24.3.5 Fisher’s exact test
As an alternative to asymptotic tests for logistic regression, in the case of \(2 \times 2\) tables, there is an exact test of \(H_0: \beta_1 = 0\). Suppose we have:
\[ s_1 = m_1y_1 \sim \text{Bin}(m_1, \pi_1) \quad \text{and} \quad s_2 = m_2y_2 \sim \text{Bin}(m_2, \pi_2). \tag{24.8}\]

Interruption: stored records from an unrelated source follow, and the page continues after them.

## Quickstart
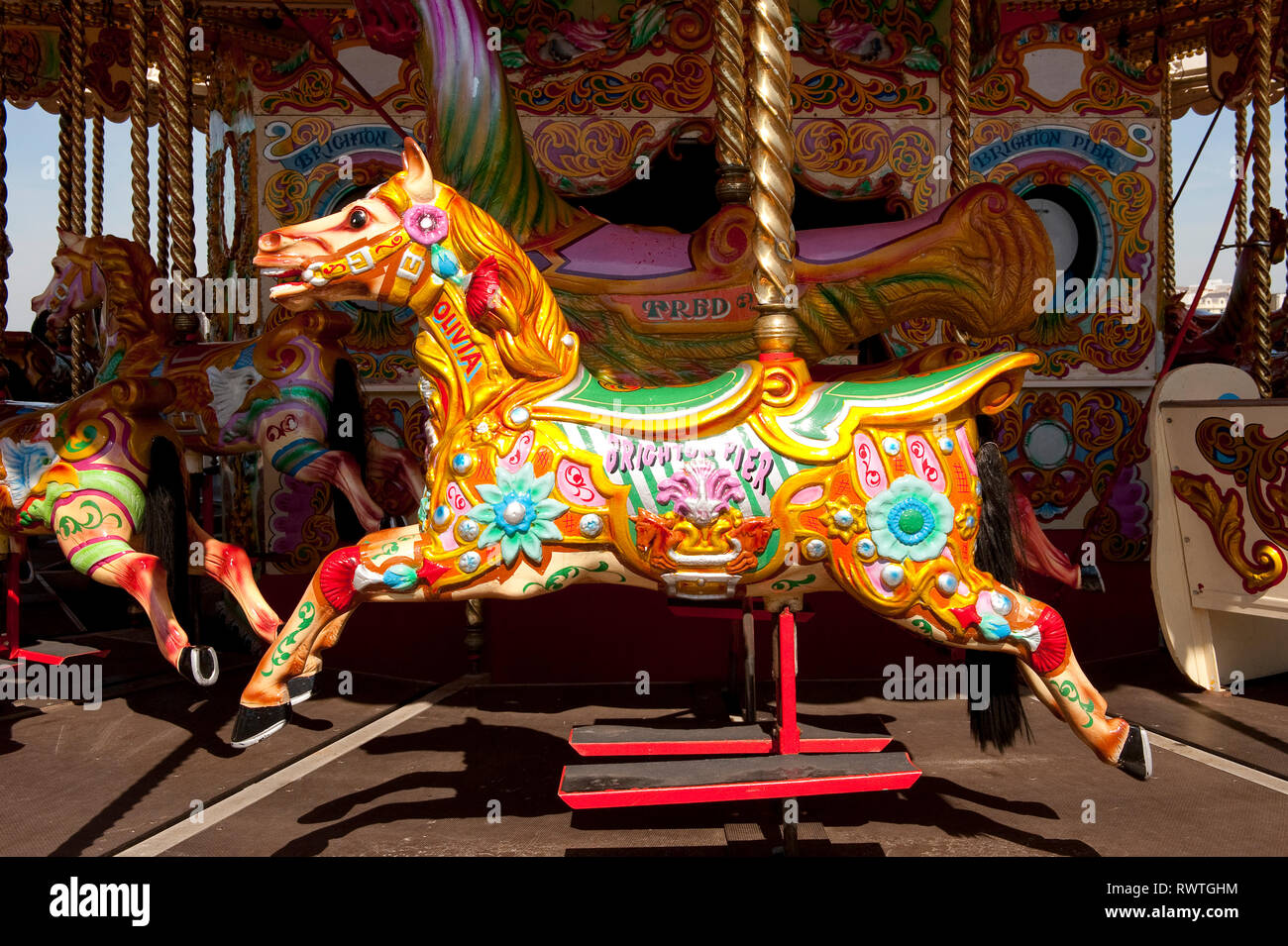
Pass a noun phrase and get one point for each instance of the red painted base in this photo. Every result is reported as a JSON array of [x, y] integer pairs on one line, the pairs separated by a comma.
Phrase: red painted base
[[747, 739], [617, 786]]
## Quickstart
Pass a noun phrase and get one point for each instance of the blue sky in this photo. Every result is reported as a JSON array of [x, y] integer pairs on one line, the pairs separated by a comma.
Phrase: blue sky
[[33, 134]]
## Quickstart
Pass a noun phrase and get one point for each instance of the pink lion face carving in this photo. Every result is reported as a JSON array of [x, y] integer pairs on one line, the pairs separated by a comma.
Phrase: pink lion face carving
[[700, 491]]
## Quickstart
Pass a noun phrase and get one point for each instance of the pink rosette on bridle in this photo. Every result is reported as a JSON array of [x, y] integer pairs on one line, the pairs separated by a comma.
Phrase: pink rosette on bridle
[[425, 223]]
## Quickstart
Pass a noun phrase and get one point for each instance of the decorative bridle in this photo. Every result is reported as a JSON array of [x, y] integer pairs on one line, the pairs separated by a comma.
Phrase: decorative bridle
[[400, 254]]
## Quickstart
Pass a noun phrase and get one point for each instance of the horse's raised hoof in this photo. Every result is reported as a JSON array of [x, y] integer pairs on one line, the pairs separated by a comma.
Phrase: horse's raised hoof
[[1136, 758], [198, 666], [1091, 579], [300, 687], [257, 723]]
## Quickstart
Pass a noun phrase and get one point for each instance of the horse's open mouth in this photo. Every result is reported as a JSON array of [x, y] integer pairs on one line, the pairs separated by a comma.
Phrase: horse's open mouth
[[288, 280]]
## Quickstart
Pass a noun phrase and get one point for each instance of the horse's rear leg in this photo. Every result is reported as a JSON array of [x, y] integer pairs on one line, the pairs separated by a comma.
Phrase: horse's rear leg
[[397, 465], [1039, 688], [340, 470], [111, 560], [230, 566], [307, 457], [301, 687], [1017, 619]]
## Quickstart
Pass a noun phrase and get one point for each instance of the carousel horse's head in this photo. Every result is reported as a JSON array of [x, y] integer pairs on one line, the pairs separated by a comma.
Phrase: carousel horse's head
[[93, 270], [382, 248], [416, 242], [77, 284]]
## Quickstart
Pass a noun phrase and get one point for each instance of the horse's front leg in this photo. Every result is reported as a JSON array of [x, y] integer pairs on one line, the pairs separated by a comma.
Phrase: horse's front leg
[[292, 437], [230, 566], [338, 587]]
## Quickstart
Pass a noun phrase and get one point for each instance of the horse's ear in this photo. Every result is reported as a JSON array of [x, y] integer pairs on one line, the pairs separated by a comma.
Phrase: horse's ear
[[417, 176]]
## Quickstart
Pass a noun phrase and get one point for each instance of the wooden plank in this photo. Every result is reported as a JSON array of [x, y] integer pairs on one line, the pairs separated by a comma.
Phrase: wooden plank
[[629, 784], [746, 739]]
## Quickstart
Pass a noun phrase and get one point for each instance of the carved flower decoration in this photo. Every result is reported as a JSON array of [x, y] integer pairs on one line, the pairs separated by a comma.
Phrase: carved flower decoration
[[425, 223], [842, 520], [910, 520], [518, 512]]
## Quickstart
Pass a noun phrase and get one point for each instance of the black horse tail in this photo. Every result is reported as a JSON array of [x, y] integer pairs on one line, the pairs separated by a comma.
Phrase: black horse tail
[[1004, 718], [346, 426], [165, 524]]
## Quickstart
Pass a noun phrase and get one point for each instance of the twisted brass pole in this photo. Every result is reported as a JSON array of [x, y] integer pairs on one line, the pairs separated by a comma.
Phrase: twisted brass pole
[[140, 123], [1240, 145], [1260, 348], [957, 78], [65, 93], [95, 216], [162, 194], [772, 194], [5, 246], [178, 152], [76, 177], [733, 181], [76, 67], [1167, 265]]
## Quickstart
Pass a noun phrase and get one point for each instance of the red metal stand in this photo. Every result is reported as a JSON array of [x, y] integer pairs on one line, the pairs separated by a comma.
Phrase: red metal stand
[[43, 652], [756, 764]]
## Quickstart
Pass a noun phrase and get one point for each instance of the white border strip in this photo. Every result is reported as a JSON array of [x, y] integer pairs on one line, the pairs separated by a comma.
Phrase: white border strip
[[1239, 771], [263, 788]]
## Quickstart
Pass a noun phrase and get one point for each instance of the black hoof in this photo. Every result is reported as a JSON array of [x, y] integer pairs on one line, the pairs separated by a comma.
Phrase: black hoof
[[1136, 758], [300, 687], [198, 666], [1091, 579], [256, 723]]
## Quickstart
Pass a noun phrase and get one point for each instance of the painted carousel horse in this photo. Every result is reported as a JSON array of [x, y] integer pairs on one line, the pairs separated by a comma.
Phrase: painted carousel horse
[[758, 482], [658, 306], [104, 472], [33, 368], [281, 392]]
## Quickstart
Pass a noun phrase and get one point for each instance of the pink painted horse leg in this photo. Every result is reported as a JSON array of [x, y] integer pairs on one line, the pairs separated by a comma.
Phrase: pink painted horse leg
[[395, 465], [110, 560], [230, 566], [1061, 683], [292, 438]]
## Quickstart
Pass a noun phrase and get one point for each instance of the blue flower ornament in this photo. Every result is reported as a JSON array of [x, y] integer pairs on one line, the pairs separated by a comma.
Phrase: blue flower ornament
[[518, 514], [910, 520]]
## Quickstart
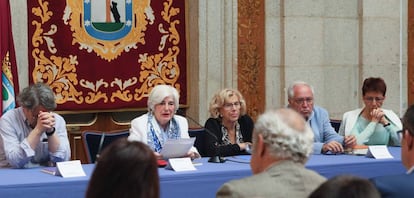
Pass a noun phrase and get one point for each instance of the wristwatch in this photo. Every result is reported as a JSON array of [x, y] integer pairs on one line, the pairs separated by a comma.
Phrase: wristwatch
[[50, 133]]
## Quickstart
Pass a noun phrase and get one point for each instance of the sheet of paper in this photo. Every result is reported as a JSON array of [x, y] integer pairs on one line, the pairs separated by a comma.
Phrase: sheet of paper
[[177, 148], [70, 169], [379, 152], [180, 164]]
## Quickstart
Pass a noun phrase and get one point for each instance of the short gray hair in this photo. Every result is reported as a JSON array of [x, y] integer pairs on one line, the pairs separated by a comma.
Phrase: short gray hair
[[286, 134], [220, 98], [292, 86], [159, 92], [35, 95]]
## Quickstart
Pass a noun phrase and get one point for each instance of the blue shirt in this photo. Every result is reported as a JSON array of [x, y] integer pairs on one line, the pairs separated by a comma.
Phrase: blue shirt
[[15, 150], [322, 129]]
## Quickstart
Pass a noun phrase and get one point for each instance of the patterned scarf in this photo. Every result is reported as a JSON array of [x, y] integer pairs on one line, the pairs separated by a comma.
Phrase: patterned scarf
[[226, 139], [157, 136]]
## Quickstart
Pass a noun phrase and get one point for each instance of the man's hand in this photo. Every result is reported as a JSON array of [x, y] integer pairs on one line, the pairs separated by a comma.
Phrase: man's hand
[[45, 121], [349, 141], [333, 147]]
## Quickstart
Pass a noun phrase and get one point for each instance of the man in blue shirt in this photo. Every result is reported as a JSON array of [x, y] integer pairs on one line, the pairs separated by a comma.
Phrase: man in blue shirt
[[401, 185], [326, 139]]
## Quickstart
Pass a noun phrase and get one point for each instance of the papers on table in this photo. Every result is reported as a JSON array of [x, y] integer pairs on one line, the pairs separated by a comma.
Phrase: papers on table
[[177, 148], [180, 164], [66, 169], [379, 152]]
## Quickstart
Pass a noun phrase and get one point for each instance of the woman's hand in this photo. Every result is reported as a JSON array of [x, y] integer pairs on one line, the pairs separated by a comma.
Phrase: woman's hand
[[193, 155], [245, 145], [377, 115]]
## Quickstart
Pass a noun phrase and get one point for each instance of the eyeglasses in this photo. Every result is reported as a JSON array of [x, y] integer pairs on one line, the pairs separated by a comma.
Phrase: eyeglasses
[[371, 99], [230, 105], [301, 101], [400, 134]]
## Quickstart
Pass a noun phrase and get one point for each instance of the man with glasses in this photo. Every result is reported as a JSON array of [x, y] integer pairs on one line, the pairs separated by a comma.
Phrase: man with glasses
[[326, 139], [282, 143], [32, 135], [401, 185]]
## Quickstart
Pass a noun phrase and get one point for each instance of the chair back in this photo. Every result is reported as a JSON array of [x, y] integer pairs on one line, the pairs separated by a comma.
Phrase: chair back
[[336, 124], [95, 141], [199, 134]]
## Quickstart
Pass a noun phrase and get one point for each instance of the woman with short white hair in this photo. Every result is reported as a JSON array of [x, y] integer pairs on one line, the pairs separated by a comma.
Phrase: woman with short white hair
[[160, 123]]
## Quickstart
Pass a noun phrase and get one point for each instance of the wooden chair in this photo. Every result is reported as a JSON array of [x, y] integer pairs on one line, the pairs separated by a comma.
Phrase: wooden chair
[[199, 134], [95, 141]]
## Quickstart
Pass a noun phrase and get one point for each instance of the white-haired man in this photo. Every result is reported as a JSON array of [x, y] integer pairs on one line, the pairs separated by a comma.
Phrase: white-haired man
[[300, 97]]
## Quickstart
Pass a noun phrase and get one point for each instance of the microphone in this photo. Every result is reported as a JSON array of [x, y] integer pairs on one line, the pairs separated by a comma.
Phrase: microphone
[[101, 141], [213, 159]]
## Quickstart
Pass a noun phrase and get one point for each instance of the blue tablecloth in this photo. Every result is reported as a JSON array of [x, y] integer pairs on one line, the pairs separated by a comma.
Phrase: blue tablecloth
[[203, 182]]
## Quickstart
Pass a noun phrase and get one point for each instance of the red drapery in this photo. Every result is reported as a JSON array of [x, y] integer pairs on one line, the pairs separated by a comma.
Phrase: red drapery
[[9, 81], [102, 55]]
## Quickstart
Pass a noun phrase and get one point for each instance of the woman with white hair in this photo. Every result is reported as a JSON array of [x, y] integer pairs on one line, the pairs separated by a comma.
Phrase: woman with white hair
[[161, 123]]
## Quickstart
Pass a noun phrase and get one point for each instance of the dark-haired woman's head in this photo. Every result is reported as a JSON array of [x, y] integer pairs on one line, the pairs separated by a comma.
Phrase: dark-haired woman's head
[[125, 169]]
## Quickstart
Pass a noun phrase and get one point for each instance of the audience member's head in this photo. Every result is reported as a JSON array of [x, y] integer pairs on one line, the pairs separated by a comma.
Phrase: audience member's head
[[125, 169], [280, 135], [37, 95], [376, 85], [346, 186], [300, 98], [407, 138]]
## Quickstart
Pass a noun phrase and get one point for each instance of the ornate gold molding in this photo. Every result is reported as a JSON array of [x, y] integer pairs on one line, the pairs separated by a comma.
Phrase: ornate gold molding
[[251, 68]]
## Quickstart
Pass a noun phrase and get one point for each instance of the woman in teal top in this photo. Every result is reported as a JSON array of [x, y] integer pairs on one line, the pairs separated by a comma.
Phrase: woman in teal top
[[372, 125]]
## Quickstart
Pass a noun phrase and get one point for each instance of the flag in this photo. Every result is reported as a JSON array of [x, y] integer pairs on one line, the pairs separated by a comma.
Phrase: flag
[[9, 81]]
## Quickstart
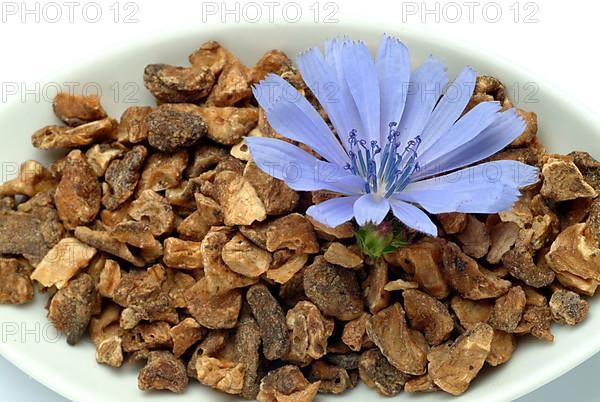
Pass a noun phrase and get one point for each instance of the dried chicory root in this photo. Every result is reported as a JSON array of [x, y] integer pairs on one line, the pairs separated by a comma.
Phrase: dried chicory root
[[159, 238]]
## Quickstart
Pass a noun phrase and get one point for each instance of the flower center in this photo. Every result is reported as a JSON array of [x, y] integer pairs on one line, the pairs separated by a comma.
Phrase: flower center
[[391, 172]]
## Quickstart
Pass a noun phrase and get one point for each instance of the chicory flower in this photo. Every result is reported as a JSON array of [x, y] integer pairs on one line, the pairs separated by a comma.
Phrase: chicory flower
[[397, 135]]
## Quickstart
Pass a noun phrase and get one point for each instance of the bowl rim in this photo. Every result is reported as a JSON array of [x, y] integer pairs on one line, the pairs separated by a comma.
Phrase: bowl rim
[[569, 105]]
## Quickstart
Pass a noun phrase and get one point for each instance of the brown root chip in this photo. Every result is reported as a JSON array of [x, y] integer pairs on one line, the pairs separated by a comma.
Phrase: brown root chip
[[567, 307], [286, 271], [63, 262], [214, 311], [333, 289], [502, 349], [271, 320], [220, 374], [33, 178], [239, 200], [294, 232], [100, 156], [212, 55], [154, 210], [185, 334], [503, 236], [59, 137], [375, 296], [563, 181], [170, 130], [453, 367], [339, 254], [122, 177], [219, 277], [232, 86], [163, 371], [276, 196], [355, 333], [71, 308], [182, 254], [428, 315], [172, 84], [404, 348], [15, 286], [520, 264], [536, 321], [105, 242], [376, 371], [243, 257], [228, 125], [453, 222], [246, 344], [474, 239], [287, 384], [132, 127], [163, 171], [466, 276], [78, 194], [333, 380], [572, 252], [309, 332], [424, 259], [76, 110], [469, 312], [508, 310]]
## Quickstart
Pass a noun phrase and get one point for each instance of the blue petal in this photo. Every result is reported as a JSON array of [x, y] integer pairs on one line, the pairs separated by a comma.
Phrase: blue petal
[[290, 114], [486, 188], [423, 92], [393, 70], [333, 212], [299, 169], [413, 217], [467, 128], [450, 107], [332, 92], [361, 76], [371, 209], [508, 126]]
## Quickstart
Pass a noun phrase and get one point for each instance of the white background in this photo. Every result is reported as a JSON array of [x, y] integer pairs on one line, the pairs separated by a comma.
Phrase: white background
[[555, 40]]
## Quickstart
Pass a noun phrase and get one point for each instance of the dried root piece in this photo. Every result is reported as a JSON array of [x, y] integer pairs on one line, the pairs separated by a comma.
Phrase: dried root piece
[[376, 371], [563, 181], [466, 276], [287, 384], [214, 311], [567, 307], [271, 320], [428, 315], [404, 348], [78, 194], [309, 332], [59, 137], [163, 371], [15, 286], [453, 367], [122, 177], [333, 289], [71, 308], [33, 178], [173, 84], [63, 262], [76, 110]]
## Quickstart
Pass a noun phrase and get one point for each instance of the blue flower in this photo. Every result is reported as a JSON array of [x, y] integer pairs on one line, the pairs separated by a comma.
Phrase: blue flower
[[397, 135]]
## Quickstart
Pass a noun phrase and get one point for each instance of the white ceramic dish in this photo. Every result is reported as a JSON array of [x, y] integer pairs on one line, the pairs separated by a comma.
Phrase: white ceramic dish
[[30, 343]]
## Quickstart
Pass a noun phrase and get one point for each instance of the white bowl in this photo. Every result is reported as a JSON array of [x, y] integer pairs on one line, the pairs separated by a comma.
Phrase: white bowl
[[30, 343]]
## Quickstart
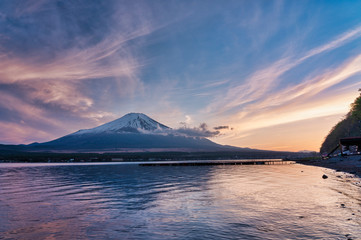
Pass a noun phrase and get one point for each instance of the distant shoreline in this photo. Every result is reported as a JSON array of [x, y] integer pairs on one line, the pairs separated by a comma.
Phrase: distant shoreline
[[349, 164]]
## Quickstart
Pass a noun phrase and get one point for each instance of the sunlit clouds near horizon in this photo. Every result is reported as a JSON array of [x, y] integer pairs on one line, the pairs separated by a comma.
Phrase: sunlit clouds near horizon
[[266, 74]]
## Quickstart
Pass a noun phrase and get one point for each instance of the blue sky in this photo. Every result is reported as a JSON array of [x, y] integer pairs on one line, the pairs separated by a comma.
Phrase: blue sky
[[280, 74]]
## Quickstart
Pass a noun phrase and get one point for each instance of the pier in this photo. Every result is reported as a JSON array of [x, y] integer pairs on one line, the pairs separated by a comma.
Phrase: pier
[[219, 162]]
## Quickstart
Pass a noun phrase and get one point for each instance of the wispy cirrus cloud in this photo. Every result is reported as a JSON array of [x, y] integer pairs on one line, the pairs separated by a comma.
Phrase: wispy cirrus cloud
[[79, 54], [261, 82]]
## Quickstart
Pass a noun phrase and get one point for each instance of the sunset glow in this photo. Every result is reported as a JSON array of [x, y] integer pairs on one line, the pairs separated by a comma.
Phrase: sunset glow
[[278, 74]]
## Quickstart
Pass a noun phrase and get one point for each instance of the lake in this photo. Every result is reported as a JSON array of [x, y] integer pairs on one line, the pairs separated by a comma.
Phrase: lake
[[127, 201]]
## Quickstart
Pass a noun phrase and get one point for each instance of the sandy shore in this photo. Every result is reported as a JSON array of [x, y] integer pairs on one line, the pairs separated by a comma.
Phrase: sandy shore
[[349, 164]]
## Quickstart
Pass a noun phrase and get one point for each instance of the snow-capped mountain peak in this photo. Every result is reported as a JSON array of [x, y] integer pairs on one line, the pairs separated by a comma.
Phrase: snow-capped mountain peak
[[130, 122]]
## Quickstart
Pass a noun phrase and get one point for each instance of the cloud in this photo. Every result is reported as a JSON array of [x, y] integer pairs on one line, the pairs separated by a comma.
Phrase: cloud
[[221, 127], [201, 131], [265, 81]]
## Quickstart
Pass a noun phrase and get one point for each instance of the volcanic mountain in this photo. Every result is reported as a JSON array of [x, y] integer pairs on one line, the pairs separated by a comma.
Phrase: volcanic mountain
[[132, 132]]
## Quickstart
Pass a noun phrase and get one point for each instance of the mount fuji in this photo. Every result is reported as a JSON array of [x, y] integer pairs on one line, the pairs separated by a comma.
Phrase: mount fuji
[[132, 132]]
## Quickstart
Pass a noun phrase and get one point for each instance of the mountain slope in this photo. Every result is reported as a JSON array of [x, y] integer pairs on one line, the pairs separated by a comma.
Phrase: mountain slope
[[134, 131], [350, 126]]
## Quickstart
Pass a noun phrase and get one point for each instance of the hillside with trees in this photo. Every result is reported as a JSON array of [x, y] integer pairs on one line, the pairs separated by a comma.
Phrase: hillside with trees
[[350, 126]]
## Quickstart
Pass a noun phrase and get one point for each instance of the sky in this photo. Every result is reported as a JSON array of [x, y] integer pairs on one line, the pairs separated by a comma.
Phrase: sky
[[277, 75]]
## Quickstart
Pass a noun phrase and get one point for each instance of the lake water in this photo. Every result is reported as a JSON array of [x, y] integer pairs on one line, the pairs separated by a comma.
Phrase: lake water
[[127, 201]]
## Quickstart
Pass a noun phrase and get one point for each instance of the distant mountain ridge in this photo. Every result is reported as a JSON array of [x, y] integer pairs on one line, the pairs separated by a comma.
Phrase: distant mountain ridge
[[132, 132], [128, 123]]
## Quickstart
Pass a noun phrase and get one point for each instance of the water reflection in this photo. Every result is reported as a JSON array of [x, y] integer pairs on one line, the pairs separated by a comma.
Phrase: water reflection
[[194, 202]]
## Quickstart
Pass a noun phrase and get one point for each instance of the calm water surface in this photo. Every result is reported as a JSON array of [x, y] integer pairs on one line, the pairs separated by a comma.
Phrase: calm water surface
[[127, 201]]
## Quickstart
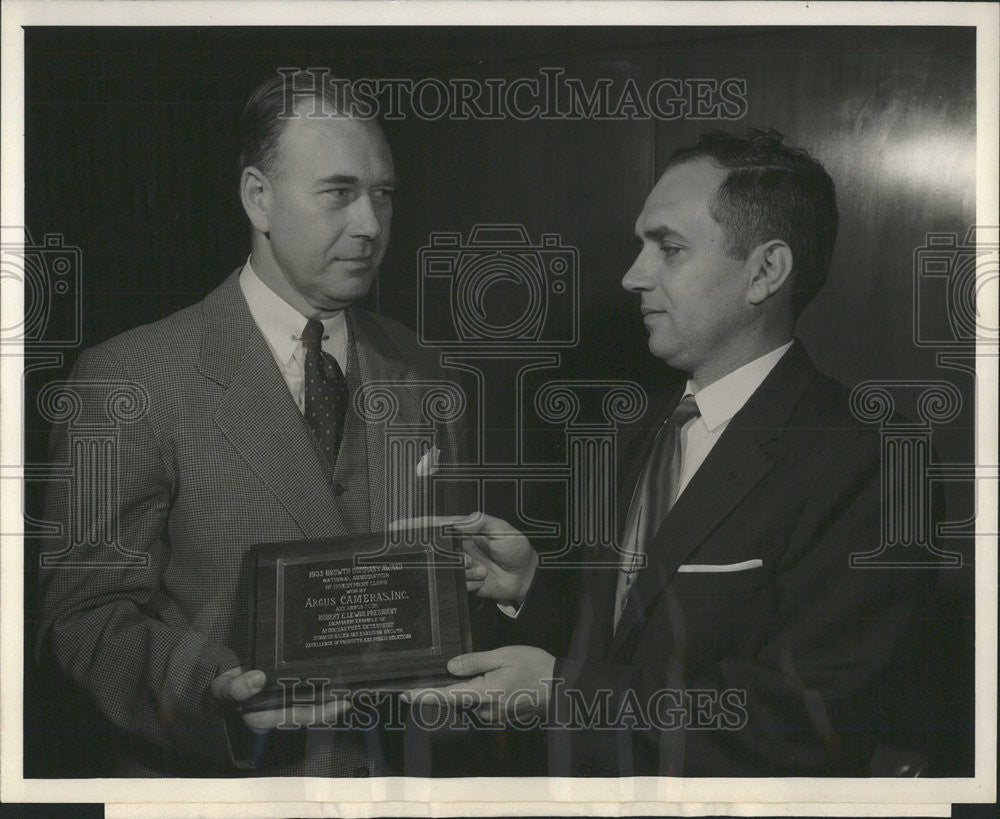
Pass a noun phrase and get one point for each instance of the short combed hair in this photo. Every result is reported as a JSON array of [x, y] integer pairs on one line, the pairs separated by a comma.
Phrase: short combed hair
[[270, 106], [772, 192]]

The trick is to conduct inference conditional on \(s_1 + s_2\). Note that under \(H_0: \pi_1 = \pi_2\), we have:
\[ \begin{split} &\mathbb{P}[s_1 = t | s_1+s_2 = v] \\ &\quad= \mathbb{P}[s_1 = t | s_1 + s_2 = v] \\ &\quad= \frac{\mathbb{P}[s_1 = t, s_2 = v-t]}{\mathbb{P}[s_1 + s_2 = v]} \\ &\quad= \frac{{m_1 \choose t}\pi^{t}(1-\pi)^{m_1 - t}{m_2 \choose v-t}\pi^{v-t}(1-\pi)^{m_2 - (v-t)}}{{m_1 + m_2 \choose v}\pi^v (1-\pi)^{m_1 + m_2 - v}} \\ &\quad= \frac{{m_1 \choose t}{m_2 \choose v-t}}{{m_1 + m_2 \choose v}}. \end{split} \tag{24.9}\]
Therefore, a finite-sample \(p\)-value to test \(H_0: \pi_1 = \pi_2\) versus \(H_1: \pi_1 > \pi_2\) is \(\mathbb{P}[s_1 \geq t | s_1 + s_2]\), which can be computed exactly based on the formula above.